Tuesday, February 6

"Life Is So Much Better Now Than in 1973 Because of All the Ringtone Choices" Watch

William Broad, "Orbiting Junk, Once a Nuisance, Is Now a Threat" New York Times February 6
Early this year, after a half-century of growth, the federal list of detectable objects (four inches wide or larger) reached 10,000, including dead satellites, spent rocket stages, a camera, a hand tool and junkyards of whirling debris left over from chance explosions and destructive tests.

Now, experts say, China’s test on Jan. 11 of an antisatellite rocket that shattered an old satellite into hundreds of large fragments means the chain reaction will most likely start sooner. If their predictions are right, the cascade could put billions of dollars’ worth of advanced satellites at risk and eventually threaten to limit humanity’s reach for the stars.

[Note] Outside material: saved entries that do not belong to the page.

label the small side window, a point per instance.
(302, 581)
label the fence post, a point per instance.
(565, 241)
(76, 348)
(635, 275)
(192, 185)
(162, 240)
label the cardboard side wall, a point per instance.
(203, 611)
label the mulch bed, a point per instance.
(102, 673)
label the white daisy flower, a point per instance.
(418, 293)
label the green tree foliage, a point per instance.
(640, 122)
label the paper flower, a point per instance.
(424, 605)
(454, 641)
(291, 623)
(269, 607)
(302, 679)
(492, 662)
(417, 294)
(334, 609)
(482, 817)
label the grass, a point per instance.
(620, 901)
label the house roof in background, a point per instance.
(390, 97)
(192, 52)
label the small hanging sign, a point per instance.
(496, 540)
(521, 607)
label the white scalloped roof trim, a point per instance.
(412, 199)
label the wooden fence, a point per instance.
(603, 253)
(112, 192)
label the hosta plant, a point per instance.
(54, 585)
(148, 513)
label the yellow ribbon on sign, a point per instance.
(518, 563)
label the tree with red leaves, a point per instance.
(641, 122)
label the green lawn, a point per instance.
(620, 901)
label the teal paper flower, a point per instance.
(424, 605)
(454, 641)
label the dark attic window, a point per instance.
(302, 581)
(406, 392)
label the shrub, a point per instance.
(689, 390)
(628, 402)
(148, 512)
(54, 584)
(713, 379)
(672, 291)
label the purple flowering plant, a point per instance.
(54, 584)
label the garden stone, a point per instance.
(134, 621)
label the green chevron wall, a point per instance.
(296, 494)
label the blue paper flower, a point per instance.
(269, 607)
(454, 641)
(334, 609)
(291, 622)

"We've already established that idiocy is self-correcting. We're just haggling over the timetable."

My favorite part of the article:
Geoffrey E. Forden, an arms expert at the Massachusetts Institute of Technology who is analyzing the Chinese satellite debris, said China perhaps failed to realize the magnitude of the test’s indirect hazards.

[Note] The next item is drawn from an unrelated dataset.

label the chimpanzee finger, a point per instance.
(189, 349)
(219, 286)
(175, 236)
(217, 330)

Dr. Forden suggested that Chinese engineers might have understood the risks but failed to communicate them. In China, he said, “the decision process is still so opaque that maybe they didn’t know who to talk to. Maybe you have a disconnect between the engineers and the people who think about policy."

As opposed to the Bush administration, where science and politics work hand in, uh, hand in...what do you call the back of a ventriloquist's dummy, anyway?
The bad news, [Nicholas L.] Johnson [chief scientist for orbital debris at NASA] said in his paper, is that “for the near term, no single remediation technique appears to be both technically feasible and economically viable.”

Don't you just hate how all these scientists are "glass half empty" types?

3 comments:

terry said...

Maybe the Chinese knew full well the consequences of shredding the satellite? Maybe they intended to clear out all satellites?

Naw, they couldn't have thought that, could they?

D. Sidhe said...

Man, I love you. I think you call the back of a dummy either a "stringhole" or a "stickhole". Seems appropriate either way, really.

handdrummer said...

Since China is trying to promote its commercial launch capability, the thought that it might have been deliberate is not so far fetched.